Monday, July 13, 2015

SFC working group, business tax reforms

Last week the Senate Finance Committee released reports on tax reform from its various bipartisan working groups. The Business Tax Working Group Report, A-68 to A-75, had three “options” relevant to exempt organizations, none of which break new ground. One would require all tax-exempt organizations to file returns in the 990 series electronically. Another would permit any 501(c) organization to obtain a declaratory judgment regarding determinations by the IRS of its tax exempt status. A third would replace the two-tiered tax on the net investment income of private foundations with a single tax, at a rate of 1 percent.

On the merits, electronic filing generally is a good idea, as it should lead to more accurate, accessible, and complete filing of information returns. Hopefully, any legislation will be coordinated with the IRS to make sure the agency has the wherewithal and the funding to accommodate efiling.
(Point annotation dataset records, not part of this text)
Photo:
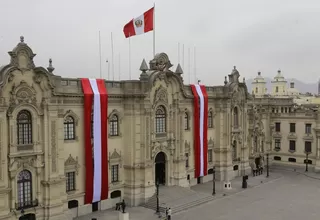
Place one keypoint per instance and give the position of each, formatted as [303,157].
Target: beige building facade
[150,136]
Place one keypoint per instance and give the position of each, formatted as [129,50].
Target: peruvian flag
[96,147]
[200,104]
[140,25]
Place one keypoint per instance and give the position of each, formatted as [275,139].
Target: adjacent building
[150,136]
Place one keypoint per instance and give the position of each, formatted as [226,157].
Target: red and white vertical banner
[96,150]
[200,130]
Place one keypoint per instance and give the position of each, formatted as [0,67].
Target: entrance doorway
[28,217]
[160,168]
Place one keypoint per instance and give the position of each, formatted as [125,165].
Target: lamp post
[157,193]
[214,181]
[267,164]
[307,160]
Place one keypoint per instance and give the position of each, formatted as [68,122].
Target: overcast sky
[254,35]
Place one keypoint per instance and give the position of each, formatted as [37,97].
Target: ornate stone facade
[41,130]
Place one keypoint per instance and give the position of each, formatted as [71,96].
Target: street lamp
[307,160]
[267,164]
[157,193]
[214,181]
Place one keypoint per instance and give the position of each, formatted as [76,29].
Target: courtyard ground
[286,194]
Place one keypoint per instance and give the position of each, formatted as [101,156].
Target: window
[277,144]
[24,125]
[70,181]
[160,120]
[69,128]
[210,159]
[186,121]
[292,145]
[115,173]
[292,127]
[24,189]
[308,128]
[187,160]
[307,146]
[236,117]
[210,119]
[114,122]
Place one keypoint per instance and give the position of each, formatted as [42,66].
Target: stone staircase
[177,198]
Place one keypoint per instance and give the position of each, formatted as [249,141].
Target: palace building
[150,136]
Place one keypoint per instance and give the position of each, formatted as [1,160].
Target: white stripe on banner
[198,88]
[96,142]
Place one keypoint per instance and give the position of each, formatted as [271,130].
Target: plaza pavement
[140,213]
[285,195]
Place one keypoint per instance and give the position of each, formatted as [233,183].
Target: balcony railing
[27,204]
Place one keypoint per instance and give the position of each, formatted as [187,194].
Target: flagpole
[100,55]
[189,65]
[119,67]
[112,56]
[195,64]
[183,57]
[129,58]
[154,29]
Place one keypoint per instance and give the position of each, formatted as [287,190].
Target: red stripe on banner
[196,131]
[104,137]
[88,101]
[128,29]
[148,20]
[205,129]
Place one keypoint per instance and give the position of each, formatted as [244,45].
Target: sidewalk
[236,184]
[299,170]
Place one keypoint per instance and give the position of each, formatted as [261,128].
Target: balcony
[277,135]
[27,204]
[308,137]
[292,136]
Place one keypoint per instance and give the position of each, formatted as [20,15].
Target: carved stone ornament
[160,62]
[72,164]
[160,95]
[158,147]
[22,94]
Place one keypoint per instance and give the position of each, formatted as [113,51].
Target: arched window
[160,120]
[114,125]
[24,125]
[210,119]
[24,183]
[69,128]
[235,117]
[186,121]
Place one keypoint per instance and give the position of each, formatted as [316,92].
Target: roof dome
[259,79]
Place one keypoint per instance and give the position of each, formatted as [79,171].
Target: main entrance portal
[160,168]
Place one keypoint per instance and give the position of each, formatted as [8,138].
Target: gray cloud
[254,35]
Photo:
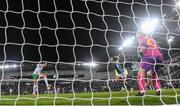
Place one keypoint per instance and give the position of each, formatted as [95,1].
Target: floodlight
[120,48]
[178,3]
[149,25]
[14,66]
[90,64]
[171,38]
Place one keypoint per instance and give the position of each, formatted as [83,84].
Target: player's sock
[34,89]
[46,81]
[141,83]
[156,82]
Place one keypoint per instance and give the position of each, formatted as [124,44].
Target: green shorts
[35,76]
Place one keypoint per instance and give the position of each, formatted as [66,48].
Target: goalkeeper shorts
[35,76]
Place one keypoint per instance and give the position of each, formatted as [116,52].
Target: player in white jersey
[38,75]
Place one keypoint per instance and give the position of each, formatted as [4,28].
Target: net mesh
[78,39]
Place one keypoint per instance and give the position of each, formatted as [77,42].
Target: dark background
[75,30]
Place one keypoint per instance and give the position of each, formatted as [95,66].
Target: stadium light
[8,66]
[127,43]
[171,38]
[149,25]
[90,64]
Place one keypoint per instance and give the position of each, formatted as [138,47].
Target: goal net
[81,40]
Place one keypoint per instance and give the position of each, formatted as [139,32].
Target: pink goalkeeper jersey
[152,48]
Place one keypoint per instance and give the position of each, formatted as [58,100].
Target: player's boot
[48,87]
[140,94]
[158,93]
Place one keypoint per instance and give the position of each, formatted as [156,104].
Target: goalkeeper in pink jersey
[151,59]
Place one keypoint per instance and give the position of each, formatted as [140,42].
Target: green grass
[100,98]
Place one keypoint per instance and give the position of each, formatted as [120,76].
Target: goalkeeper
[38,75]
[152,55]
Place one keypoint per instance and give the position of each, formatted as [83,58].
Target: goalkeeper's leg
[156,83]
[141,82]
[35,87]
[44,76]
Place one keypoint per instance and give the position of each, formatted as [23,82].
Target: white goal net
[83,43]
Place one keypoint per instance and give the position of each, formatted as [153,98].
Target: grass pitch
[169,96]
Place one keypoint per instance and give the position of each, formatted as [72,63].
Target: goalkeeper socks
[141,83]
[156,82]
[34,88]
[46,81]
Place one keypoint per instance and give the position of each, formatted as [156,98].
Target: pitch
[169,96]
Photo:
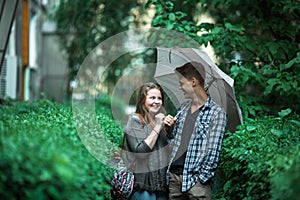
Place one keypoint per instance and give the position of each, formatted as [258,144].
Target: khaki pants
[198,191]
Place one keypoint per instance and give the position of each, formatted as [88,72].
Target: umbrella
[218,84]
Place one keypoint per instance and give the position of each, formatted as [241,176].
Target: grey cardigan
[149,164]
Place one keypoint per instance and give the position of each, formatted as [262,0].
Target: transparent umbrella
[218,84]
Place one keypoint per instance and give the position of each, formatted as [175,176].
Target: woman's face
[153,101]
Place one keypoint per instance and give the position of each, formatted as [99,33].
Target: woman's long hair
[141,98]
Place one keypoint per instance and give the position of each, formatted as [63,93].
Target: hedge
[42,156]
[261,160]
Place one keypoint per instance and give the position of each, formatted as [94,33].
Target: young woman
[146,144]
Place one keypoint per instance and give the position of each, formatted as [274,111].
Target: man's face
[186,86]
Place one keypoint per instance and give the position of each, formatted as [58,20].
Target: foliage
[257,43]
[259,157]
[42,156]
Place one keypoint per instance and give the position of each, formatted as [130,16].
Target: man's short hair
[192,69]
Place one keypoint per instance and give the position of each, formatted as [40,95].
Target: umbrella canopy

Extension of declaratory judgment procedures is an old idea (dating at least to the 1990s), though the need for it is not clear. Proposed as part of “good government bills” in the 2000s, it has previously passed the Senate but never been enacted. Presumably, its recent reappearance on both sides of Congress is related to the Tea Party scandal and the delay 501(c)(4) groups have had in getting determinations from the IRS. The thinking must be that if noncharitable exempts are able to seek a declaratory judgment on an exempt status determination, the IRS would have an incentive to issue a determination within 270 days to avoid going to court. Further, groups would be able to appeal adverse determinations. On balance, however, it is difficult to know whether this would be useful. One negative effect could be that the IRS might yield on close (or even not so close) cases to avoid the costs of defending a court challenge, further diluting the noncharitable exempt category. On the other hand, by throwing some noncharitable exempt status questions to the courts, over time additional law could develop on the scope of tax-exempt status.
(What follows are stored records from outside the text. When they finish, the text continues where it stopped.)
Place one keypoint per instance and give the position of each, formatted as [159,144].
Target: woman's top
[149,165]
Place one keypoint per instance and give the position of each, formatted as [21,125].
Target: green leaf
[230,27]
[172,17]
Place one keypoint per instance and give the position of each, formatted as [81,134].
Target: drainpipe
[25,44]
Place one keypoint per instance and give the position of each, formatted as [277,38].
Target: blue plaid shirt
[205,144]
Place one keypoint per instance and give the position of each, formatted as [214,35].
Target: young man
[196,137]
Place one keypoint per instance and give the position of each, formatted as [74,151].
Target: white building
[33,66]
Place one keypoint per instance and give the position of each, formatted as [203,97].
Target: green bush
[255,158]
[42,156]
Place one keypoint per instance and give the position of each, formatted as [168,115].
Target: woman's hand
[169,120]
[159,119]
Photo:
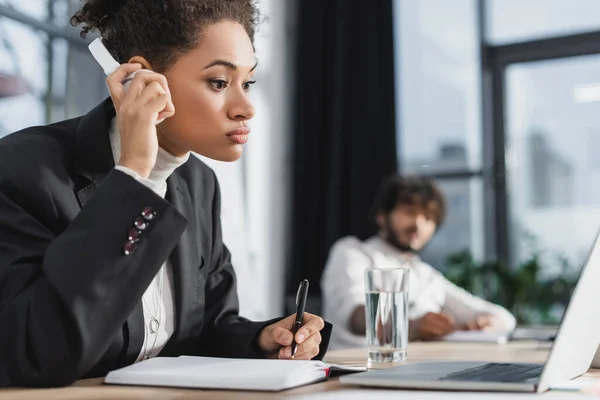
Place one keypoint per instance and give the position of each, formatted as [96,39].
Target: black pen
[300,306]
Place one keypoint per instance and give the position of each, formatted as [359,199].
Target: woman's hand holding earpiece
[147,100]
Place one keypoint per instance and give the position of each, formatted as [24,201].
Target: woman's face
[209,88]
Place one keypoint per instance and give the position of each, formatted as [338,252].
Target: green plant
[530,294]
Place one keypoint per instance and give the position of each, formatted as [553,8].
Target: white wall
[255,189]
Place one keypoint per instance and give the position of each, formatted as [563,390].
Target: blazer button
[134,235]
[129,248]
[148,213]
[141,224]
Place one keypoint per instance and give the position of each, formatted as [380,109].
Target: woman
[110,239]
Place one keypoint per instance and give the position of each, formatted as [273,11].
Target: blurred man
[407,211]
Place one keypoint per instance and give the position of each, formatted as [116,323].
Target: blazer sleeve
[64,295]
[228,334]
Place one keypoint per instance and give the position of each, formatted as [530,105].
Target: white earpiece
[110,65]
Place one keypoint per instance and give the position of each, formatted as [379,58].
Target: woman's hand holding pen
[147,100]
[276,339]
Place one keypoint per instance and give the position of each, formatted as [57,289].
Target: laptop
[572,351]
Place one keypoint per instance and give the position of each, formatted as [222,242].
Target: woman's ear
[141,60]
[380,219]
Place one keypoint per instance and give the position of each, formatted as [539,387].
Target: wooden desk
[93,389]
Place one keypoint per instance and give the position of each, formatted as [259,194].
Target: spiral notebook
[224,373]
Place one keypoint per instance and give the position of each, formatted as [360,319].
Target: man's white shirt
[343,289]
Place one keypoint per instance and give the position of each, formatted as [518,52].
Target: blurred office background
[496,100]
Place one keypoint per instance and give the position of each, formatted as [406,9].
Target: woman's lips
[239,136]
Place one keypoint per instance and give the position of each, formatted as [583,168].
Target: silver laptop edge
[573,349]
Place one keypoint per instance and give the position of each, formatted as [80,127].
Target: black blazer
[70,298]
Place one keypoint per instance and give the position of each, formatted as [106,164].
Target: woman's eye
[247,85]
[218,84]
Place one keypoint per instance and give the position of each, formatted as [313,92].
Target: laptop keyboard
[493,372]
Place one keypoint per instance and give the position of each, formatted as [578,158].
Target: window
[23,76]
[439,114]
[552,140]
[438,86]
[512,21]
[43,78]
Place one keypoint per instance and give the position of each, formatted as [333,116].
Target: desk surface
[94,389]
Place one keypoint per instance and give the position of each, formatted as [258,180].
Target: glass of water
[386,314]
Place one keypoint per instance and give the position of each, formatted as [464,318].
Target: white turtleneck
[158,299]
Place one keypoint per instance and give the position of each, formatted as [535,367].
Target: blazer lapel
[186,262]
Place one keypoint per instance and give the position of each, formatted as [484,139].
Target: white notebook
[477,336]
[223,373]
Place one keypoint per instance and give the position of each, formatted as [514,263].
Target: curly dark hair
[410,190]
[159,30]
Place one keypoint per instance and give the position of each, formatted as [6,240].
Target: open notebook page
[477,336]
[220,373]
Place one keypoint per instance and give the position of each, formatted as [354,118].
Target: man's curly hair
[159,30]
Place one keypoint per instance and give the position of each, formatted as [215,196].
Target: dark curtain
[344,126]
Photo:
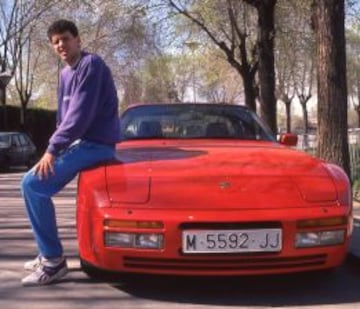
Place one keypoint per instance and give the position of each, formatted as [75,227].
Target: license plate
[232,241]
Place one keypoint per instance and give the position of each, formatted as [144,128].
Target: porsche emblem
[224,184]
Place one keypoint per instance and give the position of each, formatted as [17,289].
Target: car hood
[4,146]
[247,175]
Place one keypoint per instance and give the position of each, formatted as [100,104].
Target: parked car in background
[16,149]
[206,189]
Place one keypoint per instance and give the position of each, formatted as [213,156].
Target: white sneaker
[33,264]
[47,272]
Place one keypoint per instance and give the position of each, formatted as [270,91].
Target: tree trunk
[249,90]
[266,62]
[3,123]
[357,109]
[332,88]
[306,123]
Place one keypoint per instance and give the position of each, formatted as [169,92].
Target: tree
[295,54]
[266,35]
[328,21]
[227,25]
[16,18]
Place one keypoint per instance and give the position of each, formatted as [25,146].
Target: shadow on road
[317,288]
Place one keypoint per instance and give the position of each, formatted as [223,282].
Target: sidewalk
[355,238]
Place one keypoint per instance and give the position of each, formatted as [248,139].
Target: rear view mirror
[288,139]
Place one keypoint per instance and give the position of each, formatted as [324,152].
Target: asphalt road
[340,289]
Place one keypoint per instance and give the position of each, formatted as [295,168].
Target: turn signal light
[133,224]
[332,221]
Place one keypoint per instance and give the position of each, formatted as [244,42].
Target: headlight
[319,238]
[134,240]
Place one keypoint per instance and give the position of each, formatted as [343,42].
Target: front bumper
[172,260]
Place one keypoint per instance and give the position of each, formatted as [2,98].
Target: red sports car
[205,189]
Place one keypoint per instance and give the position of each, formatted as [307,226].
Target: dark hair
[62,25]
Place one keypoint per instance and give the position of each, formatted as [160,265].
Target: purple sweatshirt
[87,105]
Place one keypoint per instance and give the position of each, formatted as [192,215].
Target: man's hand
[45,166]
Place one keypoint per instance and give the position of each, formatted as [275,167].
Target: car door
[28,149]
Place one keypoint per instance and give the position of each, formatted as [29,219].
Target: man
[86,133]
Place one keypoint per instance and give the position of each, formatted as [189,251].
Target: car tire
[31,162]
[96,273]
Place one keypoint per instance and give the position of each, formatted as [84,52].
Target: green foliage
[356,189]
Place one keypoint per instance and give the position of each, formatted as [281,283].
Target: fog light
[319,238]
[134,240]
[123,240]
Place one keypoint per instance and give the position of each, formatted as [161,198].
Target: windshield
[192,121]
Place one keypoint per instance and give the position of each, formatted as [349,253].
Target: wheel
[96,273]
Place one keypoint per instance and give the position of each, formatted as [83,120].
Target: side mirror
[288,139]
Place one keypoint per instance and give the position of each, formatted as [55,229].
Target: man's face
[66,46]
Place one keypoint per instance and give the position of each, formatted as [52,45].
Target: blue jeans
[37,192]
The option to replace the two rates of excise tax on tax-exempt private foundations with a single rate is supported by just about everyone (including the House, the Administration, and private foundations). The only issue seems to be the rate – whether it should be say 1% as prosed by the House and the working group, or a revenue neutral rate, as proposed by the Administration. There are policy reasons to support a rate reduction, namely that under the current two-tiered structure, foundations can face a tax increase if payout goes up. But that said, fiddling with the tax rate and structure is to tinker with a tax that has never served its purpose, which was to fund IRS exempt organization oversight. If the tax is to be retained at all, the purpose should be reconsidered. Is the tax on private foundation investment income intended as a penalty for not paying out? Is it now just punitive – reflecting decades old distrust of private foundations? Or is it meant to be a tax on income accumulations? What is notable in this regard is the absence in the working group of any notion of extending the tax to private operating foundations or endowments of educational institutions, as proposed last year as part of the Tax Reform Act of 2014 on the House side.

Relatedly, the three options from the Finance Committee working group stand in stark contrast to the myriad of proposals in the Tax Reform Act of 2014. Absent are reforms to intermediate sanctions, supporting organizations, rules on executive compensation, payouts on donor-advised funds, changes to the unrelated business income tax rules, or increases to penalties for noncompliance – all of which featured prominently in the House offering. It could be that the Senate staff was just not interested in the House approach. More likely, however, was that for purposes of a bipartisan staff report, the only consensus items would be the non-controversial, fairly easy ones. Whether there is interest on the Senate side in taking on some of the broader reforms contemplated by the House remains to be seen.